Throughout its history, Australia has been a hub of self-made businessmen. Besides entrepreneurship, in recent years, there has been an incredible surge in students choosing the path of self-employment. Well, it's better than taking a job as there are many associated benefits, such as the freedom to set your own working hours and maintain a perfect work-life balance. And, the best thing is that there are good chances of increasing the income with time. But at the end of a financial year, your tax obligations are similar to those of employees. Besides this, you'll need to pay self-employment taxes, including Medicare and Social Security programs. These tax obligations are mandatory, but there are some ways the self-employed can reduce this amount.
The best thing about being self-employed is that you are paid the full amount you earn as nothing is deducted from your paycheck. So, you must make estimated tax payments during the year to pay your self-employment and income tax. The Australian Taxation Office(ATO) makes it mandatory for a self-employed person to submit estimated quarterly taxes every year. It might be daunting to calculate the exact amount each time when your income is fluctuating. But if you project these quarterly payments correctly, it can ease your tax burden. Here our taxation assignment help experts have discussed the ways to avoid them:
Taxation experts say that most people fail to keep the actual records of their income, and thus end up paying more than the estimated amount. Therefore, we suggest having a separate saving account to receive the payments from clients, and get another one for saving the taxable amount. In this way, you can transfer the taxable money when required, and thus, you need not make all these calculations at the end of the quarter.
A simple idea to set aside sufficient money for taxes is by using an app like Digit. By connecting it to your bank account, you can withdraw very small amounts of taxable money a few times every week. And, it also helps in making manual transfers via text message. All you need to do is simply ask it to transact this amount of money from your checking account to your savings one.
Besides setting aside taxable funds in a separate savings account, it is extremely important that you pay it quarterly. The Australian Tax Office does not want you to pay your taxes once a year. Rather, they want you to transfer them four times a year. Moreover, if you are earning a good income, by avoiding quarterly payment, you will not only get stuck with a large tax bill but could face additional penalties for not paying the taxes.
The taxation laws of Australia make it mandatory for everyone earning above a certain amount of income to pay their taxes annually. But as a self-employed person, your income may not be equivalent to the payments made by clients as there might be some business expenses too. To derive the exact income, you can either do the calculation manually or use an app like FreshBooks to capture and categorize each receipt. Moreover, you may also hire a bookkeeper to manage your business income and expenses.

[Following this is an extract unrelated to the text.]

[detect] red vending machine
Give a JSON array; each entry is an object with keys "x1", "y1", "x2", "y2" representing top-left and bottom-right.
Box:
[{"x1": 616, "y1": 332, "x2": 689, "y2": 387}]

Although many people think that a tax document, such as 1099-MISC or W-2 is accurate, you need not rely on them completely. We recommend you to cross-examine the tax statements of your clients as they may not show the exact amount of income you earned. And, overlooking slight variations in your exact earnings may lead you to pay more taxes than required.
As a self-employed, you’re entitled to a lot of deductions, viz. business travel expenses, leases, rents, training events, internet, phone, insurance, cost involved in book-keeping or business activity statement (BAS) preparation, and business asset repairs. And, the more deductions you qualify for, the less tax you’ll have to pay.
These were some smart strategies that you can apply to avoid a large tax bill. If you don’t meet self-employment tax obligations, then the financial consequences could be disastrous. So, put some time and effort into understanding them to avoid bigger problems down the line.